"Ecrire (...) qu'on refuse les patients les plus précaires... Cela nous inquiète"
Plusieurs associations de patients viennent de saisir le Défenseur des droits après le refus de douze médecins d'accorder un rendez-vous par Internet à des bénéficiaires de la CMU ou de l'AME. Le Magazine de la Santé a reçu, le 30 janvier 2017 Loïc Blanchard, responsable juridique de Médecins du Monde.
- Ne pas accueillir de patients bénéficiaires de la CMU ou de l'AME est une pratique malheureusement courante dans notre pays. Mais il est rare de voir des médecins afficher clairement leur refus de soigner ces bénéficiaires.
Loïc Blanchard, responsable du service juridique de Médecins du Monde : "C'est ce qui nous inquiète, et ce pourquoi on a saisi le Défenseur des droits. C'est justement ce sentiment d'impunité et cette normalisation que nous avons voulu dénoncer. Ecrire ostensiblement sur un site de prise de rendez-vous en ligne qu'on refuse les patients les plus précaires... Cela nous inquiète vraiment."
- Près de 1,3 millions de personnes bénéficient aujourd'hui de la CMU. Comment font ces personnes pour se soigner ?
Loïc Blanchard : "La question se pose depuis longtemps déjà. Plusieurs études ont été menées, y compris par la CNAM dans les années 2000. Le Défenseur des droits avait aussi publié en 2010 sur la question. On sait que le problème est récurrent, on le voit d'ailleurs au sein de nos associations, puisqu'il s'agit d'une saisine commune entre la Fnars, le Ciss et Médecins du Monde. Chez Médecins du Monde, par exemple, on rencontre énormément de personnes qui n'ont pas accès au droit commun dans nos centres d'accueil. Le but de notre association est pourtant d'aider les plus précaires à revenir dans le système commun du droit de santé. Et au contraire, ces personnes se voient réexpulsées alors qu'on les a aidées à obtenir cette protection.
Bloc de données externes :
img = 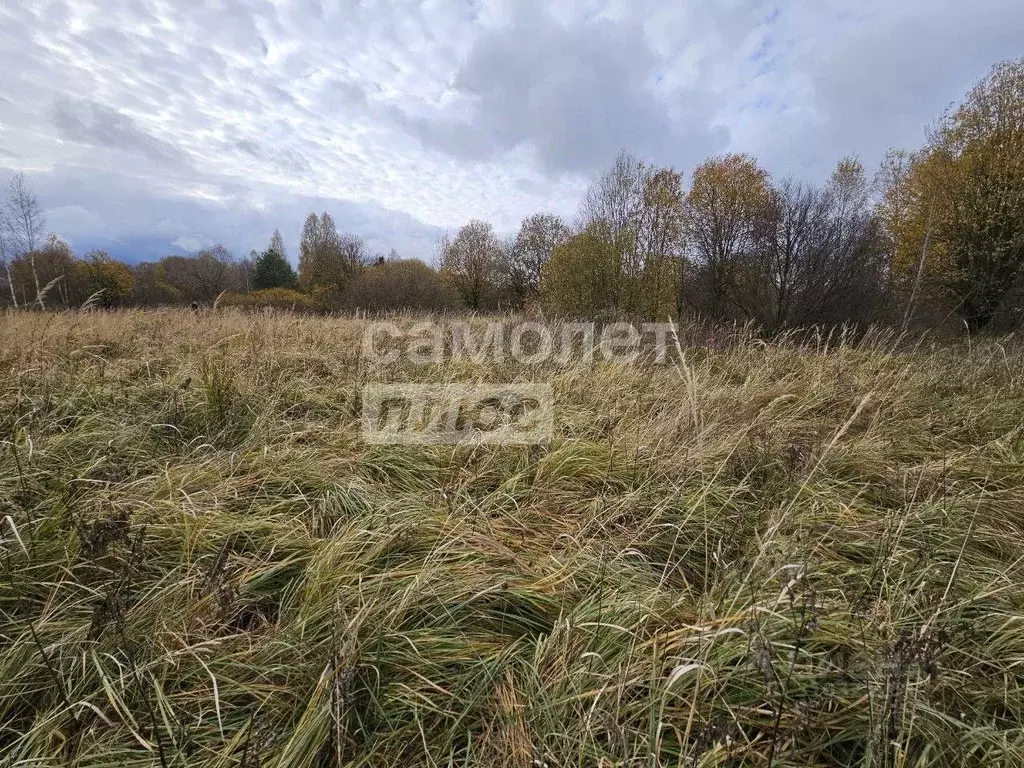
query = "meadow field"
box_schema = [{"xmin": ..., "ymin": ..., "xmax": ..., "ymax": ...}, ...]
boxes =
[{"xmin": 0, "ymin": 310, "xmax": 1024, "ymax": 768}]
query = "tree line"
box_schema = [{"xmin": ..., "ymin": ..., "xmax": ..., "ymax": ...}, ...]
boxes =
[{"xmin": 0, "ymin": 58, "xmax": 1024, "ymax": 331}]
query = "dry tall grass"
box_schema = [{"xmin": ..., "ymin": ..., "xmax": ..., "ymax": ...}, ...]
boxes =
[{"xmin": 0, "ymin": 311, "xmax": 1024, "ymax": 768}]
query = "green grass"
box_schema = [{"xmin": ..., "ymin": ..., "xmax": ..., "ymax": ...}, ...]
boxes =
[{"xmin": 0, "ymin": 311, "xmax": 1024, "ymax": 768}]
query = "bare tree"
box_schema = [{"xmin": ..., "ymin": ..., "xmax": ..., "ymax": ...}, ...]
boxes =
[
  {"xmin": 504, "ymin": 213, "xmax": 571, "ymax": 303},
  {"xmin": 0, "ymin": 206, "xmax": 17, "ymax": 309},
  {"xmin": 6, "ymin": 173, "xmax": 46, "ymax": 308},
  {"xmin": 438, "ymin": 220, "xmax": 502, "ymax": 309}
]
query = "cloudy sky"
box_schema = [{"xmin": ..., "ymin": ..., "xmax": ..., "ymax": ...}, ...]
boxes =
[{"xmin": 0, "ymin": 0, "xmax": 1024, "ymax": 259}]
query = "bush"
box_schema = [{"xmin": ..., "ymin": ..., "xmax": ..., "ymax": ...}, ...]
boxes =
[{"xmin": 217, "ymin": 288, "xmax": 324, "ymax": 312}]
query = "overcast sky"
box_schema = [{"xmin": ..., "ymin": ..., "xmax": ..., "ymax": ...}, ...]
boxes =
[{"xmin": 0, "ymin": 0, "xmax": 1024, "ymax": 259}]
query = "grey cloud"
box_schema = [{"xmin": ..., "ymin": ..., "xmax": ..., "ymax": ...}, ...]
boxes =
[
  {"xmin": 53, "ymin": 98, "xmax": 187, "ymax": 166},
  {"xmin": 407, "ymin": 3, "xmax": 727, "ymax": 172},
  {"xmin": 0, "ymin": 167, "xmax": 440, "ymax": 261}
]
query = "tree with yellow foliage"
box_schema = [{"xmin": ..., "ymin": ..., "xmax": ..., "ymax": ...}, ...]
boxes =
[{"xmin": 880, "ymin": 58, "xmax": 1024, "ymax": 330}]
C’est un phénomène récurrent."
- Refuser un patient qui bénéficie de la CMU est illégal. Que risquent les médecins en cas de refus de soins ?
Loïc Blanchard : "On appelle ça de la discrimination. Plusieurs articles dans le code pénal peuvent la sanctionner. Les peines peuvent aller jusqu'à cinq ans de prison ou 75.000 euros d'amende. Mais notre démarche va plus loin que ça. Nous n'avons pas saisi le Défenseur des droits pour attaquer spécifiquement les douze praticiens qui ont refusé des bénéficiaires. Notre but est de mettre le vrai problème sur la place publique. Celui de ces patients les plus précaires qui n'ont pas accès aux soins à cause de professionnels qui ne souhaitent pas les accueillir."